Presentiamo qui le modalità di attuazione della terza fase del progetto, alla quale sono invitate a partecipare, oltre alle scuole che si sono già impegnate negli anni precedenti, anche altre scuole che hanno mostrato interesse per l'argomento.

Ad ogni scuola, in base alla propria realtà territoriale e scolastica, sono suggerite come linee di orientamento per la progettazione e la partecipazione alla "ricerca-azione" tre tipologie di problematiche:

1) "Oltre una concezione proibitiva della legge: aspetti positivi e propositivi"

2) "Educazione alla Legalità e...":

- Educazione alla Legalità e memoria
- Educazione alla Legalità e ambiente
- Educazione alla Legalità e globalizzazione
3) "Il rapporto interistituzionale: come l'educazione alla legalità si sviluppa attraverso la collaborazione con gli Enti Locali, le Forze dell'Ordine, la Giustizia, le Associazioni di volontariato..."

Nella elaborazione dei progetti delle singole scuole, che potranno orientarsi fra queste tre problematiche, un particolare rilievo sarà necessario venga dato alla raccolta di una documentazione che permetta di diffondere e confrontare le esperienze e di individuarne i risultati.

Durante il percorso verranno proposti ai docenti una serie di incontri organizzati come "gruppi di lavoro orientati", volti all'approfondimento di alcune tematiche rilevanti sia per la definizione dei contenuti dei progetti sia per la loro realizzazione con gli studenti .

Le tematiche di riflessione e lavoro orientato al prodotto saranno:

  1. "Rimanere nell'illusione e non poter divenire cittadini" (coordinatore Dr. Stefano Calamandrei)
  2. "Giovani e partecipazione: appassionarsi" (coordinatore Prof. Carlo Sorrentino)
  3. "L'educazione alla cittadinanza e i suoi itinerari" (coordinatore Prof. Rosaria Bortolone)
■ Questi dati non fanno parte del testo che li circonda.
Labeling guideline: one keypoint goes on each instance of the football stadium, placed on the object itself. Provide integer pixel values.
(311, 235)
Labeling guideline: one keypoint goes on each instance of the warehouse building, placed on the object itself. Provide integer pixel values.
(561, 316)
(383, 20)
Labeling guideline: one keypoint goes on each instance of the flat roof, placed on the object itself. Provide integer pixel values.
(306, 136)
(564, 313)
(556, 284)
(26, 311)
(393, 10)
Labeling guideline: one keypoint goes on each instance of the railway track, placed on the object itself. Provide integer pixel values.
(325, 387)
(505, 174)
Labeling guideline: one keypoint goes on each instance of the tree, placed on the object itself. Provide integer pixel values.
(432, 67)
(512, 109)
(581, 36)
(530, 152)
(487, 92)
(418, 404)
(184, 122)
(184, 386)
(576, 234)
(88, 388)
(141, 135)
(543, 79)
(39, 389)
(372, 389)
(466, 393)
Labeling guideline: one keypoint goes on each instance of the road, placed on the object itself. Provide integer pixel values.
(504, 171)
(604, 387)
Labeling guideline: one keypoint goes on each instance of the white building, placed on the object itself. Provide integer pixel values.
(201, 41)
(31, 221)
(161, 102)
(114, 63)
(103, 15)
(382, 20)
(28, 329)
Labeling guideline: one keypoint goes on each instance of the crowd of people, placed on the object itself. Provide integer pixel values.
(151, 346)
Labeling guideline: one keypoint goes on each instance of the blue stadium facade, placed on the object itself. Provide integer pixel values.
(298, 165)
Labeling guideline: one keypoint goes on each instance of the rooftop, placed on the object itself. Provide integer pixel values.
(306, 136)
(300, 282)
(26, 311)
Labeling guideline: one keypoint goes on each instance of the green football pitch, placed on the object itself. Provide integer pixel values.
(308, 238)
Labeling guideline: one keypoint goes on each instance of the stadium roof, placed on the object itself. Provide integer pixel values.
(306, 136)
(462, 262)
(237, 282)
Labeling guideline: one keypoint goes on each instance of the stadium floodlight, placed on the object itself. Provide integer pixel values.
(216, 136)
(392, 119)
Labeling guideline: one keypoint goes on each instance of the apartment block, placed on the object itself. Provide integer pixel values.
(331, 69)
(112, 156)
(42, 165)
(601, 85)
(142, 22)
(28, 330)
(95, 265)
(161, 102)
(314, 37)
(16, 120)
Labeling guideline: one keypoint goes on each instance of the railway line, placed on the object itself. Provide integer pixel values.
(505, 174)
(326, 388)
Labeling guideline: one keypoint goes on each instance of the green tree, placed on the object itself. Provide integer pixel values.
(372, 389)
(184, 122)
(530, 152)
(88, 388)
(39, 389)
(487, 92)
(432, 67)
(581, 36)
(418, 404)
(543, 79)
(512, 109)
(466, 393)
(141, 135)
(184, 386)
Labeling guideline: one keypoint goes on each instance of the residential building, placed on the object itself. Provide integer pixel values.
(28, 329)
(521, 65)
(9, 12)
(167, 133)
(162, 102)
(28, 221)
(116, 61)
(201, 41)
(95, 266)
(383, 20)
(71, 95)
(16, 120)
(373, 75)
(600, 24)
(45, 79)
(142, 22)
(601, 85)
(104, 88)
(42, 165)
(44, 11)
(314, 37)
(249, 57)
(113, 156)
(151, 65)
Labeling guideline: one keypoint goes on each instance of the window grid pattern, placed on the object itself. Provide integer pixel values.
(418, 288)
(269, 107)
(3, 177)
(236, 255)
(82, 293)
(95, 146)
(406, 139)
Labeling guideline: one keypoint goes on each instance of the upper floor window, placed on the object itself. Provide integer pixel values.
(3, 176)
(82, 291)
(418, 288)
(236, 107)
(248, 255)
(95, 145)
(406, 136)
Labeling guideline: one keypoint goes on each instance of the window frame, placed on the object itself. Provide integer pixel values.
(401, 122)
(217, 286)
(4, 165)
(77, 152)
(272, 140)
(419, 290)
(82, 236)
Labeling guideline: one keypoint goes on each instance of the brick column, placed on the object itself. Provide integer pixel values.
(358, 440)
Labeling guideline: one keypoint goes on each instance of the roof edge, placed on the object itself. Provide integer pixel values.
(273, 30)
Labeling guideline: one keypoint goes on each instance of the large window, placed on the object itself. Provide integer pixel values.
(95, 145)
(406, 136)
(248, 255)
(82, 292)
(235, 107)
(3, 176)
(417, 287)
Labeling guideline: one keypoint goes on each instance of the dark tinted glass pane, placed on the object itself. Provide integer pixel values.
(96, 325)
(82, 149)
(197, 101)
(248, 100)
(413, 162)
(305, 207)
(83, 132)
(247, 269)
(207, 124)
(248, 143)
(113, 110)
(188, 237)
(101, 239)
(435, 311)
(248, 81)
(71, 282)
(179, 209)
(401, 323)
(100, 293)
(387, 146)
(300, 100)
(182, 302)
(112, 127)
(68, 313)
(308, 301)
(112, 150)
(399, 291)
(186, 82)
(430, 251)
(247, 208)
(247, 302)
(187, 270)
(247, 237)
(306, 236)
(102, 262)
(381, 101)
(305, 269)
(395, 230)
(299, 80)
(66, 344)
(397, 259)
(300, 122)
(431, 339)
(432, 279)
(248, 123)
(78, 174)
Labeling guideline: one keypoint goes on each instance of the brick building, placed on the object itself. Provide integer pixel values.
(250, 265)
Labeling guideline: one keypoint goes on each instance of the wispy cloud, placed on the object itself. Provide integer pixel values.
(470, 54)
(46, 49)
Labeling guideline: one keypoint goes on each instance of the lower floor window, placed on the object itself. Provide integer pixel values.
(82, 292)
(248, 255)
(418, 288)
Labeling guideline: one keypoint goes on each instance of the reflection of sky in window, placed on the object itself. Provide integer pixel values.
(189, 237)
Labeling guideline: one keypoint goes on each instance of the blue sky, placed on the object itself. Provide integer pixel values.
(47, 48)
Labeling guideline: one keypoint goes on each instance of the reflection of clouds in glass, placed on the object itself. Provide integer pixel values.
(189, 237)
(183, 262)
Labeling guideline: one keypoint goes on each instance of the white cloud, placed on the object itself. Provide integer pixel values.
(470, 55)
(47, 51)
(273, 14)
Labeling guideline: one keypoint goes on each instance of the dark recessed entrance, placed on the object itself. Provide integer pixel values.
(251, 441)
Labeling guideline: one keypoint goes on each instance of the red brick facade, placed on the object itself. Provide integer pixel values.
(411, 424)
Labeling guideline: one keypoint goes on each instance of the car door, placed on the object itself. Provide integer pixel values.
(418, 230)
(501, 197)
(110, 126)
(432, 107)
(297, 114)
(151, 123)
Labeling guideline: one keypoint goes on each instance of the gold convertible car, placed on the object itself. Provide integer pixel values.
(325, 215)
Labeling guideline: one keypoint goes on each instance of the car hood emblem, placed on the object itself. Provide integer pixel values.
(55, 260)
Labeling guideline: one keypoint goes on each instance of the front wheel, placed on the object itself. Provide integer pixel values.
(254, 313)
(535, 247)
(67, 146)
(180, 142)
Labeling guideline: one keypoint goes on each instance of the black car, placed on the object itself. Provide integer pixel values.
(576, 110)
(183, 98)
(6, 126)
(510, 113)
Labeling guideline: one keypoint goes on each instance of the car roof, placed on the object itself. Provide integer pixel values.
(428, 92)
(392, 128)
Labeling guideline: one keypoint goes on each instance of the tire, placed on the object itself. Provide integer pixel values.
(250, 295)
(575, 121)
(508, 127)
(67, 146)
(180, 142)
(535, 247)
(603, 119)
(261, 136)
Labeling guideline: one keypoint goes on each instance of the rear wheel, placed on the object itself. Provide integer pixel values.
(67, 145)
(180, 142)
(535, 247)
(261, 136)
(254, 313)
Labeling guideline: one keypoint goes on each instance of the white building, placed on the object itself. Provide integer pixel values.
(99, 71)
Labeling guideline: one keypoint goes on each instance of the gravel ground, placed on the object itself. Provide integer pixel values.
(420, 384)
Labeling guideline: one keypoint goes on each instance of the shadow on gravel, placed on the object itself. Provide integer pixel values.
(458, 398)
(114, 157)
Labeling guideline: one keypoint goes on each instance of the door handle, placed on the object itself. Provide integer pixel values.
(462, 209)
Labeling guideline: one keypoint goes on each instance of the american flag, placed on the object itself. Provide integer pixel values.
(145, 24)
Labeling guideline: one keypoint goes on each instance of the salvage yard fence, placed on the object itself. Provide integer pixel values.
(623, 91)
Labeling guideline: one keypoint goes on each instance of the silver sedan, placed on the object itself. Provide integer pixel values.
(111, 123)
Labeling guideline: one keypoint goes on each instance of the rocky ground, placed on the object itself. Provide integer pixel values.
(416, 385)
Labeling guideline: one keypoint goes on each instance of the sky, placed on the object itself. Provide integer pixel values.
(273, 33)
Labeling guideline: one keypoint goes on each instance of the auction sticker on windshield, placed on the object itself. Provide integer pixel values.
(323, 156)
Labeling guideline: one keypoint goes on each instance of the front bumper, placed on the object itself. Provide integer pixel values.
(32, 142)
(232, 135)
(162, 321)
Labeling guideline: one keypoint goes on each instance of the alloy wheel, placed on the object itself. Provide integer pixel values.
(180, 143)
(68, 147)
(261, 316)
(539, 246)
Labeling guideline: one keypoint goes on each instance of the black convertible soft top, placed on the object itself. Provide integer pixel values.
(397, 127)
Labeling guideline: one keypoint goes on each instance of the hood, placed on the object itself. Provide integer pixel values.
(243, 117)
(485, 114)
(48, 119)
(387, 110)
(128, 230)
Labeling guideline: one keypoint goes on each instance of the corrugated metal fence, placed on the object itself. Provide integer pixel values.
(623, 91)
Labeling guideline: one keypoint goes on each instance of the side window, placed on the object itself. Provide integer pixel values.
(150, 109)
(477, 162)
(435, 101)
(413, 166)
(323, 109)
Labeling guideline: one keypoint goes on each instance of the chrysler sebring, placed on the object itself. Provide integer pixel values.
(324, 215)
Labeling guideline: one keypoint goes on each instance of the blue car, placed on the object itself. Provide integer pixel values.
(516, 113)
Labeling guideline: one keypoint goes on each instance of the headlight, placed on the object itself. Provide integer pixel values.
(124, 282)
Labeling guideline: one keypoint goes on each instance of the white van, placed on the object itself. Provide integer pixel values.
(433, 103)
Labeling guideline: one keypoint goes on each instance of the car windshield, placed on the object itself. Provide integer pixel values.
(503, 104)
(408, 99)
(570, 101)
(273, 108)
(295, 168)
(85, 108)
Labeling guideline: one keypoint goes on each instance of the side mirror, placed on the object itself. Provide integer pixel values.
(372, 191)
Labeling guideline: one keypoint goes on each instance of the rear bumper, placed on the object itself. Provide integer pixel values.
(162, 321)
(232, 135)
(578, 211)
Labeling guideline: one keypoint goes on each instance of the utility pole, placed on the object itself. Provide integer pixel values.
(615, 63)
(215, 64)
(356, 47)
Il punto di innovazione del percorso è costituito dalla collaborazione, offerta in modo decentrato ai docenti e agli studenti che si armonizzi con la proposta progettuale della singola scuola, consistente in "incontri /gruppi di lavoro con docenti e/o studenti" tenuti da Enti (funzionari della Questura) , da Associazioni di Volontariato (Memoria, Libera, Centro Servizi Volontariato Toscano). Di questi quanto prima renderemo noti il tipo di proposta e le modalità di intervento, in modo che ogni scuola possa valutare se è utile allo svolgimento e all'approfondimento del proprio progetto.

L'esperienza nella sua interezza prevederà dei momenti di riflessione e di autovalutazione delle singole scuole con i componenti del gruppo di monitoraggio del progetto.

Riteniamo utile, inoltre prevedere con quest'anno l'avvio di momenti di incontro fra le scuole partecipanti in cui, a rotazione, una scuola sia promotrice di momenti di incontro/scambio con le altre scuole per socializzare il "proprio progetto ELEGìA".